Avant d’être accaparé par la crise des Gilets jaunes puis par la pandémie de Covid-19, le gouvernement avait fait de la transition énergétique l’une de ses priorités. Son objectif était de retirer de la circulation les voitures roulant au diesel et certains modèles vieillissants carburant à l’essence. Un rapport vient pourtant de mettre en doute la cohérence de cette stratégie.

Pour le gouvernement, c'est presque « l'électrique ou rien ! »

Depuis que la lutte contre le réchauffement climatique est devenue une préoccupation mondiale, le diesel souffre d'une mauvaise presse. Les gouvernements du monde entier se sont accordés à dire que ce type de motorisation est la première à bannir pour limiter les émissions de gaz à effet de serre.

À la place, le gouvernement a défini le moteur électrique comme la solution la plus propre et la plus viable. Tout est désormais mis en œuvre pour que les véhicules électriques soient majoritaires dans les rues et pour que ceux qui souscrivent un crédit auto ou procèdent à un comparatif assurance auto ne regardent plus du côté des moteurs thermiques au moment de l'achat.

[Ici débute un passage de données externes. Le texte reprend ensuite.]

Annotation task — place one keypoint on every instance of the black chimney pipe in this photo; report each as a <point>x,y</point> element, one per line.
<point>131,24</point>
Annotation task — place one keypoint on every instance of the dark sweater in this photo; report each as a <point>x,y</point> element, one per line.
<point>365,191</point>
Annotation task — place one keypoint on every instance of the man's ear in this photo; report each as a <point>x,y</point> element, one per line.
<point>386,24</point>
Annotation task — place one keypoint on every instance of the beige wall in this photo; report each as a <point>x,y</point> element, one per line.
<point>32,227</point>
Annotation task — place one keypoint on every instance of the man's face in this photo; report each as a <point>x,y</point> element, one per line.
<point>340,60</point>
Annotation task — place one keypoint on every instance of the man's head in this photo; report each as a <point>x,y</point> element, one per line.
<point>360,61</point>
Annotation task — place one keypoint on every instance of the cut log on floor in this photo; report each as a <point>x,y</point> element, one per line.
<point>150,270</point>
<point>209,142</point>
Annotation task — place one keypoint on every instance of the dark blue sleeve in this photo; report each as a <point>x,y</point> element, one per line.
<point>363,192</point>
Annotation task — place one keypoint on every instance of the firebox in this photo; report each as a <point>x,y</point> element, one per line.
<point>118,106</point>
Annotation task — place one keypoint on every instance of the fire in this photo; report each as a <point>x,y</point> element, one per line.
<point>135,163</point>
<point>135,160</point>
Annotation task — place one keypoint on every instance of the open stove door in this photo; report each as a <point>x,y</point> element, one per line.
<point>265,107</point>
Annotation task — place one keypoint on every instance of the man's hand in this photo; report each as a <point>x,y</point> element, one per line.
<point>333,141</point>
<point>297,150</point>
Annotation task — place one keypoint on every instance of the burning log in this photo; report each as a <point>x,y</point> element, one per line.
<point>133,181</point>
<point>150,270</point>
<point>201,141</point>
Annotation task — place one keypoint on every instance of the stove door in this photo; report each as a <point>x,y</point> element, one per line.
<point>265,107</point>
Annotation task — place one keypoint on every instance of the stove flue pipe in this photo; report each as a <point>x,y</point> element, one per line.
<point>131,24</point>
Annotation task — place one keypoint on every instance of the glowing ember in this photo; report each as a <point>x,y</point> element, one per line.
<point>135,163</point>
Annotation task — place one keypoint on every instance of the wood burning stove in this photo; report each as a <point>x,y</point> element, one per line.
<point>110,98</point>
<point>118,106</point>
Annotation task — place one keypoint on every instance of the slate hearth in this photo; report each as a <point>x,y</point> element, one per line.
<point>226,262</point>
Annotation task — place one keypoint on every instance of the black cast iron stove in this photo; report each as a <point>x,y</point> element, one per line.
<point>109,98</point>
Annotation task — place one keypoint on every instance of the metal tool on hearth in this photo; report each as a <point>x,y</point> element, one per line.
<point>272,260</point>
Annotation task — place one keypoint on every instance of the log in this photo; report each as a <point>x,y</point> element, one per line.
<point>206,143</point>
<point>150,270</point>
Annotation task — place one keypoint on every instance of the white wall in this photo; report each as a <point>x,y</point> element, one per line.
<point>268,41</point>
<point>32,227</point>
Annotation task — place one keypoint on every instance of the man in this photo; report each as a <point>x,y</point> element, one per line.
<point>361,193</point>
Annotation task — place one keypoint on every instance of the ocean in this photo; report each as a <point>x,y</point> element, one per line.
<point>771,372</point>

Cette volonté du gouvernement à promouvoir l'électrique s'est encore manifestée lors de la révision des barèmes des primes à la conversion, lesquels ont été fortement revus à la hausse pour les voitures électriques et/ou hybrides.

En ce qui concerne le diesel, le rapport dressé par l'IFPEN met en évidence le fait que le gazole est moins polluant que l'essence. Ce document a été établi dans le but d'appuyer la requête concernant l'attribution du label Crit'Air 1 aux voitures diesel récentes (bientôt une condition sine qua non pour circuler dans les grandes agglomérations, en particulier dans les ZFE).

Il conclut que les voitures récentes, bien qu'elles roulent au diesel, sont en conformité avec les nouvelles normes WLTP et émettent moins de CO2 que leurs homologues à essence.

Mais le gouvernement persiste et signe

En dépit de ce rapport, la proposition d'attribuer le Crit'Air 1 aux voitures diesel a été rejetée par la ministre de la Transition Écologique, Barbara Pompili.

D'après elle,

Le fameux rapport de l'IFPEN met plutôt en exergue l'urgence de passer à l'électrification ou à l'hybridation du parc automobile français.